Including $300m senior unsecured notes due July 2019, Ithaca has total debt funding capacity of $950m.
Graham Forbes, Chief Financial Officer said, "The facilities are 'right sized' for our needs as we begin the process of de-leveraging the business following completion of all offshore drilling operations prior to Stella first oil and receipt of the proceeds from the sale of the Norwegian business expected in Q3-2015."
Significantly, the decision to replace the former corporate facility with a junior reserve based lending (RBL) facility means there are no longer historic financial covenant tests attached to the debt facilities. That ensures that its ability to finance itself through the use of debt will depend on the future value of the company's assets.
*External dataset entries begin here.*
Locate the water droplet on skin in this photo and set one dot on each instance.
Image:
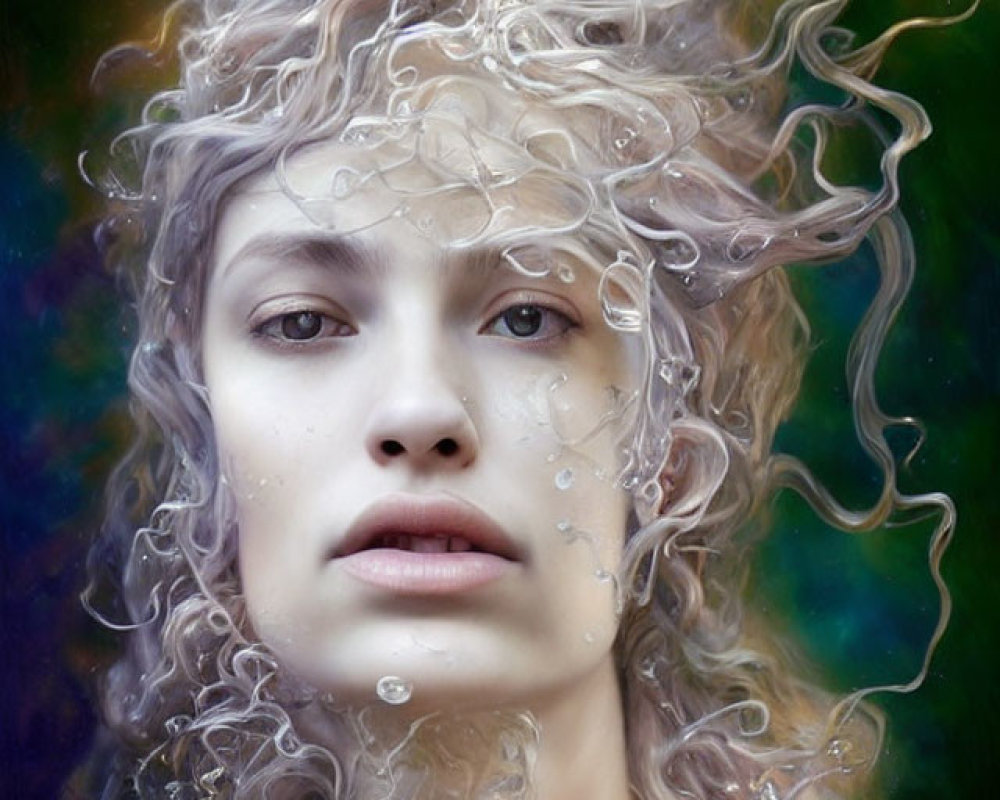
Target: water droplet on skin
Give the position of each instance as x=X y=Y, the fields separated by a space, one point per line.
x=393 y=690
x=564 y=479
x=565 y=273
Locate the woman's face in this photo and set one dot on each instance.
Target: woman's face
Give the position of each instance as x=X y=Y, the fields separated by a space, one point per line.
x=422 y=442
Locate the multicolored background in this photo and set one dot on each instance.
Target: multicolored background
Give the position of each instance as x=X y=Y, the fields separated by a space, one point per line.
x=861 y=607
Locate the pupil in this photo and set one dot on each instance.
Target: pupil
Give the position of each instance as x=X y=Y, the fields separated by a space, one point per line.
x=523 y=320
x=302 y=325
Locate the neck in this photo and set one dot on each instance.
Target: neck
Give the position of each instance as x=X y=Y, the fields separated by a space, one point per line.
x=574 y=737
x=582 y=752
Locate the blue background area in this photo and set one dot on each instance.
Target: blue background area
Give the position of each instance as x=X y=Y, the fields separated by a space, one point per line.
x=861 y=608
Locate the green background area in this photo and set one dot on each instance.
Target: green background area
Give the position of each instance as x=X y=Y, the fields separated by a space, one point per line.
x=861 y=607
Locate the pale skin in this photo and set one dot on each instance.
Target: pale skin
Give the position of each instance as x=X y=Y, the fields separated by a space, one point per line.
x=353 y=365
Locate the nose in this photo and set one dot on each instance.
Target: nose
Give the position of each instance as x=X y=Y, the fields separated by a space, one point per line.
x=421 y=421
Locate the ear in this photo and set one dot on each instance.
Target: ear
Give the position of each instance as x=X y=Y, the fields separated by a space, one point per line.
x=695 y=466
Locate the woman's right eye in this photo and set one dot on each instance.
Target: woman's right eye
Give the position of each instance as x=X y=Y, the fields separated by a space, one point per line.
x=303 y=326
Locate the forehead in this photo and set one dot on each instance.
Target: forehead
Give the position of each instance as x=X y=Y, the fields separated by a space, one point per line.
x=443 y=185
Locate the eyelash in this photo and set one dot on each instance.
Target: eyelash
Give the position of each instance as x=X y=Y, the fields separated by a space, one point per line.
x=327 y=327
x=549 y=317
x=273 y=328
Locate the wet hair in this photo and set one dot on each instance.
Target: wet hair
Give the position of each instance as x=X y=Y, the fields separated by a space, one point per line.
x=682 y=159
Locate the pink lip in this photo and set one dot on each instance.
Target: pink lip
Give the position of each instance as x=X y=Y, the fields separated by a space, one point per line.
x=437 y=573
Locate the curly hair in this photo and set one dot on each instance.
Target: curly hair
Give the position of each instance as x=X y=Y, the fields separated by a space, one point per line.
x=700 y=175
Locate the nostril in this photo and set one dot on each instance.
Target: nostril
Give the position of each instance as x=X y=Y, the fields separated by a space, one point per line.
x=447 y=447
x=391 y=447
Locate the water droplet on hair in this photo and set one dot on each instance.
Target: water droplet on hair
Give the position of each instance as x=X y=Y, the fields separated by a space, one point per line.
x=767 y=791
x=564 y=479
x=393 y=690
x=177 y=724
x=838 y=749
x=746 y=245
x=678 y=253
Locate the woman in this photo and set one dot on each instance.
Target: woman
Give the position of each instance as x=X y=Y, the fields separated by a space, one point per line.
x=464 y=338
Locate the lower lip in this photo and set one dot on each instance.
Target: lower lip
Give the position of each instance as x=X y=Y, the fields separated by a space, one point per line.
x=407 y=572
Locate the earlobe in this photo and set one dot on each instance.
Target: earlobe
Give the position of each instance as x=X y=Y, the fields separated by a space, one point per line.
x=693 y=471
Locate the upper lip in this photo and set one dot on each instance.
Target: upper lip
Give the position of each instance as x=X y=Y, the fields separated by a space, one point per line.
x=428 y=517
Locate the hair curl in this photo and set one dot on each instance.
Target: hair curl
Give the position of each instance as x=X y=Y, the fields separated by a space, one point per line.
x=699 y=173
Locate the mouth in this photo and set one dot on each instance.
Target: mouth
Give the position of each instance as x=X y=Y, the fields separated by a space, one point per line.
x=418 y=545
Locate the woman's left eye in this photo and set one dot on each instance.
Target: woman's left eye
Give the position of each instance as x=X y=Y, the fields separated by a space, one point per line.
x=529 y=321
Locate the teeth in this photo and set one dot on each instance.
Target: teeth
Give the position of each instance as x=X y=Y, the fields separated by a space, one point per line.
x=430 y=545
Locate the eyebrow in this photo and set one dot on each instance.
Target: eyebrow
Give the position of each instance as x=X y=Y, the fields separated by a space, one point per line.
x=326 y=250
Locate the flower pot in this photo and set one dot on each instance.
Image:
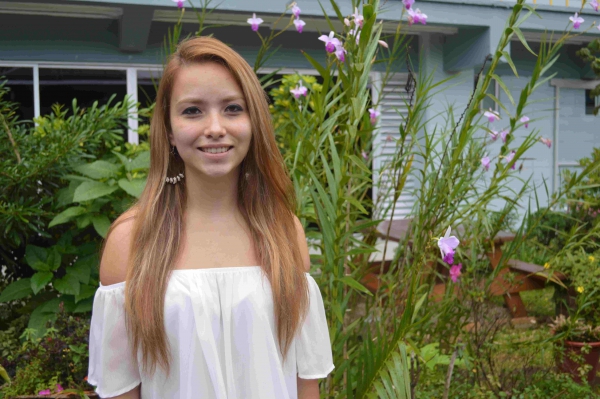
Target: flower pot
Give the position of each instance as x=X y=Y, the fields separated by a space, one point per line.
x=567 y=364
The exploration outfit forecast that its peak debt requirement prior to Stella start-up would reach $825-850m in the second quarter of 2015, resulting in headroom of over $100m.
According to analysts at Westhouse Securities the extension and simplification is good for Ithaca Energy. Stella should be onstream in Q2 2016 and with capex tailing off rapidly in H2 2015. The analysts predicted that free cash-flow should then be above $20m in the second half of 2015.
The broker retained its buy recommendation and 80p target price.
As of 15:33 shares in the company were higher by 4.08% to $1.02 in Toronto trading.